The aims of the demonstration project include defining a hydrogen quality standard and developing and trialling hydrogen fuelled appliances for homes and businesses.
The department has launched a £5 million tender to find a contractor to manage the programme, which will run from 2017 to 2020.
The tender notice states that the programme will “serve to support and inform future policy appraisal in government and to inform the development of policies and measures to meet UK carbon budgets.”
The announcement follows the publication of report commissioned by BEIS, which found that the development of domestic hydrogen appliances needs a “strong policy direction” from government.
Four out of five households in Britain currently rely on natural gas to keep warm and cook dinner, and the burning of fossil fuels for heating accounted for 17 per cent of the UK’s emissions in 2015, according to the Committee on Climate Change.
The climate watchdog warned last year that the country could not continue to rely on the power sector to meet emissions reduction targets, and that progress on heating has “stalled” due a gap in policy.
Among other things, it urged the government to begin large-scale pilots looking at the potential for hydrogen to provide low-carbon heating. This, it hoped, would enable ministers to decide on a long-term strategy for heating by the middle of the next decade.
The combustion of hydrogen produces just heat and water, meaning the gas has zero carbon emissions at the point of use. However, concerns have been raised over how to source sufficent quantities in a way which is both low-carbon and cost-effective.
Renewables can be used to create hydrogen by passing the electricity they generate through water but the process – known as electrolysis – is energy intensive – with a ’round-trip’ efficiency of just 30 to 40 per cent according to the US-based Energy Storage Association. This can also make it expensive to produce.
Sourcing large voumes of hydrogen in this way would require lots of additional generation and a 2016 report by KPMG concluded that electrolysis could be not be used to produce the fuel in sufficient quantities to enable the conversion of the UK’s gas grids any time soon.

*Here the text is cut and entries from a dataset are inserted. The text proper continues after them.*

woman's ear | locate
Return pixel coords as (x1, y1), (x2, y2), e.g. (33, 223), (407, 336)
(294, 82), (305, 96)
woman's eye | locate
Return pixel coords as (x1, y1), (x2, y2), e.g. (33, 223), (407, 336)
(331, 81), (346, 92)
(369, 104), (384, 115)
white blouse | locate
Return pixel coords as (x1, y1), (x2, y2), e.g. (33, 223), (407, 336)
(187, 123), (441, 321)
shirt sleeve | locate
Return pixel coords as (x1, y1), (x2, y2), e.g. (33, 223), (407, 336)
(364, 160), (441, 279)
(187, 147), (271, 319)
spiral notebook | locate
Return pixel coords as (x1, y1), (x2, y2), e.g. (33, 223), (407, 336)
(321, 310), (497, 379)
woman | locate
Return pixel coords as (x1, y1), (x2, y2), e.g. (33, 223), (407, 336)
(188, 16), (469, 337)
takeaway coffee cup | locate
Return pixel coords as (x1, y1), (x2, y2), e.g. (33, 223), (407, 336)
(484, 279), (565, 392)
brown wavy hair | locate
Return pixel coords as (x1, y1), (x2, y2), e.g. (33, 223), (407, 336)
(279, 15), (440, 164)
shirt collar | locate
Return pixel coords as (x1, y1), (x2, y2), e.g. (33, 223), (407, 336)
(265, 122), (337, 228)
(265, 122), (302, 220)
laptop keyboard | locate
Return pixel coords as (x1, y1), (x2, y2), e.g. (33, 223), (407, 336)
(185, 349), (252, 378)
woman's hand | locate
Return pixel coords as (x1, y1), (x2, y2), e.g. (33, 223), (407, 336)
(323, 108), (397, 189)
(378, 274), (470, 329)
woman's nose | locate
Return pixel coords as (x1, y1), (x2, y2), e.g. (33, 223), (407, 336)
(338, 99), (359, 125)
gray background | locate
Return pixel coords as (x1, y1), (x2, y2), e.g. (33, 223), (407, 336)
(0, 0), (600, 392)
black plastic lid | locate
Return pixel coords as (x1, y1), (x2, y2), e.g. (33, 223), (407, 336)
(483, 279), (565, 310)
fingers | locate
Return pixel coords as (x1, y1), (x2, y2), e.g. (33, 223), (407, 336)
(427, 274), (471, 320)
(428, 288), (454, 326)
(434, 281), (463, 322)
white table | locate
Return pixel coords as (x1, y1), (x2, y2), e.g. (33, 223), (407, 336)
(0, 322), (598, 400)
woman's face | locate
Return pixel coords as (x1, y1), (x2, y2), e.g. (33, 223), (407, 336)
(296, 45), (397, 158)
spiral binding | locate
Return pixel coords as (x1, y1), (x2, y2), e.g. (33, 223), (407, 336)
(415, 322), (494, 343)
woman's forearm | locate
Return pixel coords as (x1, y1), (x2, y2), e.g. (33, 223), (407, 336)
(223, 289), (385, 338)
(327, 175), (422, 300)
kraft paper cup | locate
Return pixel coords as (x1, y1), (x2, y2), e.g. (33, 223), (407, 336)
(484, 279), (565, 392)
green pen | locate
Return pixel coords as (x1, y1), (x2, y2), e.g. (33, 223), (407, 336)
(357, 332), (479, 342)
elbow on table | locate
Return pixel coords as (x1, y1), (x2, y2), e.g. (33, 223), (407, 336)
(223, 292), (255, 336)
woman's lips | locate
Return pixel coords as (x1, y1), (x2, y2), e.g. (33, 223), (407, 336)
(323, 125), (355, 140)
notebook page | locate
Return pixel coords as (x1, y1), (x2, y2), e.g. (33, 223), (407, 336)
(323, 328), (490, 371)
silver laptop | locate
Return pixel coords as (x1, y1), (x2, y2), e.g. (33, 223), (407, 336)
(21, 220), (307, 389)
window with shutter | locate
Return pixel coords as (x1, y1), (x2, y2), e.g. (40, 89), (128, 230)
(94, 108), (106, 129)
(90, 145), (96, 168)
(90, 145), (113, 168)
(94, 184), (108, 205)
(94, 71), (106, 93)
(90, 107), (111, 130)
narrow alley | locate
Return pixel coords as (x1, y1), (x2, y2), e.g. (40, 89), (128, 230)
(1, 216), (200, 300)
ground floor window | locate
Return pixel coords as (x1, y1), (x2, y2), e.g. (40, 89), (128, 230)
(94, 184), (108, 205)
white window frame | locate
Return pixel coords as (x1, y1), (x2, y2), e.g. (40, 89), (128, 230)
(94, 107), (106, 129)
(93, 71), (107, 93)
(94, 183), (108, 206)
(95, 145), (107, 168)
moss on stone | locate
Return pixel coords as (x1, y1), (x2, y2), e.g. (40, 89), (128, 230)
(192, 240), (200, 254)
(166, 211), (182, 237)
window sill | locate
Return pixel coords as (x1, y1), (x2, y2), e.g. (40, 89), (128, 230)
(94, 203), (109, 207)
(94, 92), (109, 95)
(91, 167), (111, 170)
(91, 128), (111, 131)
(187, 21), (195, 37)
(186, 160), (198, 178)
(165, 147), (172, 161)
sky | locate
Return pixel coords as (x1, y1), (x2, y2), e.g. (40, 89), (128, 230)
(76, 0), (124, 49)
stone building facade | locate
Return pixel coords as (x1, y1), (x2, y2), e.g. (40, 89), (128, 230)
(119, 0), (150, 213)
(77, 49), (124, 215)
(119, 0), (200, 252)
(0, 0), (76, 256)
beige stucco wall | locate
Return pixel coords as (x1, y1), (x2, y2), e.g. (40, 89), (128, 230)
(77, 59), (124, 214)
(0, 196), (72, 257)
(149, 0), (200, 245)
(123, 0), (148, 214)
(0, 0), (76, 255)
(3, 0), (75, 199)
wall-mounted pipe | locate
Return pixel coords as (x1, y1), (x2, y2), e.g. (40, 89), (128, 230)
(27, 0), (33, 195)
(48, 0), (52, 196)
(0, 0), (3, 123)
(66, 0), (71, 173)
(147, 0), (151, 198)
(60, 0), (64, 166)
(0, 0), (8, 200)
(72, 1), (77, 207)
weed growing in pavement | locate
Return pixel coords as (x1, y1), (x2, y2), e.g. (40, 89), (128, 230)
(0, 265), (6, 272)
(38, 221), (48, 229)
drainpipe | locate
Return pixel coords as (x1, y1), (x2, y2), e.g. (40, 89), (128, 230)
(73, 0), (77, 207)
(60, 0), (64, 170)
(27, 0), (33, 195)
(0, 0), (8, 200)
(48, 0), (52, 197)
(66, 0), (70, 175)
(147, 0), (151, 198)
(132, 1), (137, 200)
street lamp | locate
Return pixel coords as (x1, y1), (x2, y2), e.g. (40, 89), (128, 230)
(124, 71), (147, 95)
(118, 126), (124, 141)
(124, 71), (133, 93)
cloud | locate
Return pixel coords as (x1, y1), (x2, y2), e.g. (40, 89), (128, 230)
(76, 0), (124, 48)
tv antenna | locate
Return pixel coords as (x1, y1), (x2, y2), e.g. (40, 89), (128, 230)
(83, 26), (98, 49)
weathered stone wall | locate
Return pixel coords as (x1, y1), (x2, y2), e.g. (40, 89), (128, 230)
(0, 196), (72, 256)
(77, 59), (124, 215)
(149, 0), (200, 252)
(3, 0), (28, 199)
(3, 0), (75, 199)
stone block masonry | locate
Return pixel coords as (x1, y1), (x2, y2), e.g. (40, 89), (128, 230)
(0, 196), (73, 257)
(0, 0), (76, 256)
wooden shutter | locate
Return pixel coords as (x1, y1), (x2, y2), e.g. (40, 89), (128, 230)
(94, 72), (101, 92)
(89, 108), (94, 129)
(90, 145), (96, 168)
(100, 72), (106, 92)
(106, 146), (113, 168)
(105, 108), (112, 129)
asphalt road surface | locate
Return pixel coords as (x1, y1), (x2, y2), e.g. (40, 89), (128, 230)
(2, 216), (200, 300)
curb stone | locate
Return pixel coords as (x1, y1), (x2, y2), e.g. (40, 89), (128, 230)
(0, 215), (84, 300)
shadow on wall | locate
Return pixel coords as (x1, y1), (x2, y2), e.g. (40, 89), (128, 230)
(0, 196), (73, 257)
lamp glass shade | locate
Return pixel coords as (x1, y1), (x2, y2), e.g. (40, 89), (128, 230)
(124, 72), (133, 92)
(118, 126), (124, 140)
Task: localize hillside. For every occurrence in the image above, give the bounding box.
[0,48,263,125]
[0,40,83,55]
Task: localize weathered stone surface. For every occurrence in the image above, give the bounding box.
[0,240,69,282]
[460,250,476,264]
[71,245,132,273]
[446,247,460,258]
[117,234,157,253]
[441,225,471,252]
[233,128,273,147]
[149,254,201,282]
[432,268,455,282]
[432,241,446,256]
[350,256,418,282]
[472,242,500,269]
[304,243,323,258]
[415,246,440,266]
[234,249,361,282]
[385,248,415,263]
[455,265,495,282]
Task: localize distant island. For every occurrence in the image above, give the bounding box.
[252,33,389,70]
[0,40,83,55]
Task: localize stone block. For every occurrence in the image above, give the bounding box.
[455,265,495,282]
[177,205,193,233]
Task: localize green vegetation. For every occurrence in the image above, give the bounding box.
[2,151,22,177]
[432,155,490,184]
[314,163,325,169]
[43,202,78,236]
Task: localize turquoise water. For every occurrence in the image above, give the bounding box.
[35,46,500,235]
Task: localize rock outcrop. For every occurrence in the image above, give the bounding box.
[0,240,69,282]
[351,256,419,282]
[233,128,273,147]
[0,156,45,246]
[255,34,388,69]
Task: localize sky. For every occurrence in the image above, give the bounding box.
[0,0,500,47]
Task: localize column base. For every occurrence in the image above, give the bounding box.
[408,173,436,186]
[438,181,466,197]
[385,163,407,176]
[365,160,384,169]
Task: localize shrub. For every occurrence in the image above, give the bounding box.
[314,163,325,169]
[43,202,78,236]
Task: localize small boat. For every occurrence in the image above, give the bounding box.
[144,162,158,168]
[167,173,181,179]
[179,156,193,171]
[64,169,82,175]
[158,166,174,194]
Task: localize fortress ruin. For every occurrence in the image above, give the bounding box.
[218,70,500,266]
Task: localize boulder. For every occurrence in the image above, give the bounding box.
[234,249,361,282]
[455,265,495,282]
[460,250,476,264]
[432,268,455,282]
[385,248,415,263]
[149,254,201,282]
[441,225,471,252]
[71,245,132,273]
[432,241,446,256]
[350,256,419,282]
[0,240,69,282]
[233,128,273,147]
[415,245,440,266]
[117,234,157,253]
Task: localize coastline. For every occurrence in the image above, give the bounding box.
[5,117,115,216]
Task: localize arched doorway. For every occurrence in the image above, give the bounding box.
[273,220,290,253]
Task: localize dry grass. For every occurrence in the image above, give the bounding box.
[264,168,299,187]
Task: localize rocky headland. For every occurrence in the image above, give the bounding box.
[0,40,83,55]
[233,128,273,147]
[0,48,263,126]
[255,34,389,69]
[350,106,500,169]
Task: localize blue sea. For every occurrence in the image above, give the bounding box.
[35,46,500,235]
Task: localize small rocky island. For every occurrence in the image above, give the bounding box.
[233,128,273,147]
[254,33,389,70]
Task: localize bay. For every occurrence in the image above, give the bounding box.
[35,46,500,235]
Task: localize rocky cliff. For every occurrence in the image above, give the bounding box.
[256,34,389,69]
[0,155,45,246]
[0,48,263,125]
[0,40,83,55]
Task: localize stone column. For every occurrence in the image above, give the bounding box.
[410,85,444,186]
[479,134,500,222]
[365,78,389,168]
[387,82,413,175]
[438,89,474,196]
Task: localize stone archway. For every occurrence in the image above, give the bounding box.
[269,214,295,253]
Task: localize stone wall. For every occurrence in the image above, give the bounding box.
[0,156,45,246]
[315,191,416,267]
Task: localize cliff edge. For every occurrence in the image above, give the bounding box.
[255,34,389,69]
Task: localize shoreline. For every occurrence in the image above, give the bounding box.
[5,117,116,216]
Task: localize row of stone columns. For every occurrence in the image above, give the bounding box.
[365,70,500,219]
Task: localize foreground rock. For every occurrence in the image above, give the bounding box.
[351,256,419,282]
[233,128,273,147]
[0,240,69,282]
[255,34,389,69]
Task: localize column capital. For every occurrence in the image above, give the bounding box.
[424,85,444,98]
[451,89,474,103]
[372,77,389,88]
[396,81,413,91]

Low-carbon hydrogen can also be produced from methane with the aid of carbon, capture and storage (CCS) but there are similarly concerns over the cost of CCS and progress to develop the technology has slowed to a crawl after the government cancelled a commercialisation competition towards the end of 2015.
A project led by Northern Gas Networks nevertheless concluded that converting the UK’s gas grid to run completely on hydrogen would be “technically possible and economically viable” and that doing so would reduce emissions from heating by at least 73 per cent.
As the first step towards a nationwide rollout, the final report outlined plans to convert gas grids in Leed to run on hydrogen supplied by CCS-enabled steam methane reformers in the Teesside area.